関東大震災発生直後に虐殺された朝鮮人犠牲者の慰霊式に、自治体の首長が追悼文を送る動きが広がっている。「負の歴史」を教訓として後世に伝えるため、こうした取り組みを後押ししたい。
1923年9月1日の大震災直後、朝鮮人による暴動が起きたとのデマが拡大。各地で官憲や民間の自警団が朝鮮人らを殺害した。内閣府の中央防災会議が2009年にまとめた報告書によると犠牲者数は震災死者の「1~数%」。千~数千人に当たる計算だ。
大規模な殺りくとして記憶にとどめ、後世に伝える責任が、今を生きる私たちにはある。
千葉県の熊谷俊人知事は、1日に船橋市で開かれた民間式典に追悼文を送付。埼玉県の大野元裕知事も、4日にさいたま市で行われた民間式典=写真=に追悼文を送った。いずれも今回が初めてで、主催者から案内状を受け取ったことがきっかけだという。
一方、東京都の小池百合子知事は今年も、1日の墨田区での民間式典に追悼文を送らなかった。
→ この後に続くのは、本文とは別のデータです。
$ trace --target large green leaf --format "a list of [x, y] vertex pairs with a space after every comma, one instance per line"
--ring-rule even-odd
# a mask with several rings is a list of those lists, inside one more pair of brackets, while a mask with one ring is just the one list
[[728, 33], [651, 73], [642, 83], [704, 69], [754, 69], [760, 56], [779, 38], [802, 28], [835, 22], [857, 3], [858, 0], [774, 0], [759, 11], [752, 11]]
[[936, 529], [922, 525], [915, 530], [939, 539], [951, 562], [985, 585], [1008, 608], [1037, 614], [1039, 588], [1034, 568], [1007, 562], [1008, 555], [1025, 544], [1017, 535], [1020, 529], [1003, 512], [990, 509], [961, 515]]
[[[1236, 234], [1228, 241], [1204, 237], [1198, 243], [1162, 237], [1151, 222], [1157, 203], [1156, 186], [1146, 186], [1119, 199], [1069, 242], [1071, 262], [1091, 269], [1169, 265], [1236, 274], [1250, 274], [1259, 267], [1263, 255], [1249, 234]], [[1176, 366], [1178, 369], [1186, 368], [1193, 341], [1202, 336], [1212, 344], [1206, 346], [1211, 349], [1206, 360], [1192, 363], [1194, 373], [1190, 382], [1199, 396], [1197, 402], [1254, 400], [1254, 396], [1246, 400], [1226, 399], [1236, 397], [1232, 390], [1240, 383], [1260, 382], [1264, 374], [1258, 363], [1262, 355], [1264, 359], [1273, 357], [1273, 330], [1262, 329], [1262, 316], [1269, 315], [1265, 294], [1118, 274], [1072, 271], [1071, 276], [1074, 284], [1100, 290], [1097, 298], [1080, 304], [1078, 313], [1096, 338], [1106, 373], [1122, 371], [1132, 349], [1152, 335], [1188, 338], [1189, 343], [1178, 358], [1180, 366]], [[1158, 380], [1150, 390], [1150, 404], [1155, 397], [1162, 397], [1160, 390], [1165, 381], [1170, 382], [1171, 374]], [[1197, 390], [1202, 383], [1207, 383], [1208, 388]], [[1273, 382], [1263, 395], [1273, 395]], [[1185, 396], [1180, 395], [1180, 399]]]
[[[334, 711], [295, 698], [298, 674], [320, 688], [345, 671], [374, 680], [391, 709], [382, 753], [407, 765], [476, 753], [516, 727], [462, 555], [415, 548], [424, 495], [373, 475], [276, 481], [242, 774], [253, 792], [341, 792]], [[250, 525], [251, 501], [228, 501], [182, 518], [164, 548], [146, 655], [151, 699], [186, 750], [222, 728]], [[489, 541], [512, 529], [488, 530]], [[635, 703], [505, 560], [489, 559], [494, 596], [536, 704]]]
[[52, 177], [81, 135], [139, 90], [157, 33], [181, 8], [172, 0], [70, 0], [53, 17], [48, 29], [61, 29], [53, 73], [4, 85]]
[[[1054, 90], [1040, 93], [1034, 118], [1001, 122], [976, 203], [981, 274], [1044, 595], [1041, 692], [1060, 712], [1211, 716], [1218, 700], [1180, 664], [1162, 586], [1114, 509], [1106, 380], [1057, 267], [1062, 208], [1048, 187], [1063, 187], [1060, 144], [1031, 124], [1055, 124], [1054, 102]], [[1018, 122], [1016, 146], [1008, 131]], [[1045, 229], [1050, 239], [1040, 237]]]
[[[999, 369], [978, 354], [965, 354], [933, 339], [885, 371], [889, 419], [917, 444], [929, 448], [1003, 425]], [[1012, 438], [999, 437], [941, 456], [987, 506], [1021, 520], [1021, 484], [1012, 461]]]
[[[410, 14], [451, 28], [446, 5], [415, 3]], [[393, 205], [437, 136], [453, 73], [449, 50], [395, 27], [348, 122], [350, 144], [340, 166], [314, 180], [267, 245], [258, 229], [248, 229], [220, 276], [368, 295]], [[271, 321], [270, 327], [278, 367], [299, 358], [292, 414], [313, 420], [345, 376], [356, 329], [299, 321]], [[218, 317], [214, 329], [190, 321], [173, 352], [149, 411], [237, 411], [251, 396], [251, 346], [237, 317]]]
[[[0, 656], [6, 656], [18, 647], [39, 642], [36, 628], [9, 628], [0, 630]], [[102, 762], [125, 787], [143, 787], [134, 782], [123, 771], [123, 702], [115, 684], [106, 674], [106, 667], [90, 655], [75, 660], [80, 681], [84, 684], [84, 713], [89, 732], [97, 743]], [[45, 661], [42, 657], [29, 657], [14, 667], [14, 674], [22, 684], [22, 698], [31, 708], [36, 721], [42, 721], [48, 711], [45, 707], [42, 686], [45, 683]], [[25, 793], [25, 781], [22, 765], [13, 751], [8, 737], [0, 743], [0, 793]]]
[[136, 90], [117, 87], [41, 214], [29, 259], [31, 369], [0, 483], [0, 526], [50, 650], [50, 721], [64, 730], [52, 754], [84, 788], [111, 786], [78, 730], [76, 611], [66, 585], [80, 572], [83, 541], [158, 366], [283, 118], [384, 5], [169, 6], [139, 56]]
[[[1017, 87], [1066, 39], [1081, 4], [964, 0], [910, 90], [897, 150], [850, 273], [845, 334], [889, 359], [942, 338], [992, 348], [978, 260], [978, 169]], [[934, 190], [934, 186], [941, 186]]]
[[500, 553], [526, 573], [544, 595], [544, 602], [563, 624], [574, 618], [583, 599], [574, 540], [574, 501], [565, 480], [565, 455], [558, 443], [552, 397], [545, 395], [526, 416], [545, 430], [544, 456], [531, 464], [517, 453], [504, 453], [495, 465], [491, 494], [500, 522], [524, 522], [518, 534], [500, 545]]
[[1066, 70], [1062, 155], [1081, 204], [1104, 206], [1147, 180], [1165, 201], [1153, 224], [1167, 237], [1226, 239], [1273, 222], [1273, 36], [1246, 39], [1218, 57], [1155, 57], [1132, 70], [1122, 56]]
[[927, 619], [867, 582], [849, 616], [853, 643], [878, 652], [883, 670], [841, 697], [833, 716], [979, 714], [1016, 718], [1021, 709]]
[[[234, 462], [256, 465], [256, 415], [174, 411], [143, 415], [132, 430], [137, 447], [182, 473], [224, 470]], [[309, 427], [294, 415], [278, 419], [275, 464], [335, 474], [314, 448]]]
歴代都知事が1974年から続けていた追悼文の送付を、小池氏が2017年に取りやめた。
小池氏は「別の法要で全ての震災犠牲者を慰霊している」などと釈明するが、虐殺は家屋倒壊や火災による死と意味合いが違う。追悼文の送付中止は不適切だ。
小池氏は朝鮮人虐殺を巡り「さまざまな研究がある」と明言を避け続ける。虐殺が「なかった」とも「あった」とも言わない。
ドイツなどでは、ユダヤ人の大量殺りく(ホロコースト)を公に否定する行為を処罰対象とし、歴史の修正は許されない。
日本に同様の法律はなく、政府も近年、朝鮮人虐殺を巡り「記録が見当たらない」と事実認定を避ける見解を繰り返している。
受け止めがたい「負の歴史」でも、事実を把握し、後世に正しく伝えていくことが、過ちを再び起こさないためには欠かせない。
特に、選挙で選ばれた政治家には、その責任を強く自覚する必要がある。私たちメディアも、記憶や教訓を風化させないための報道を続けたい。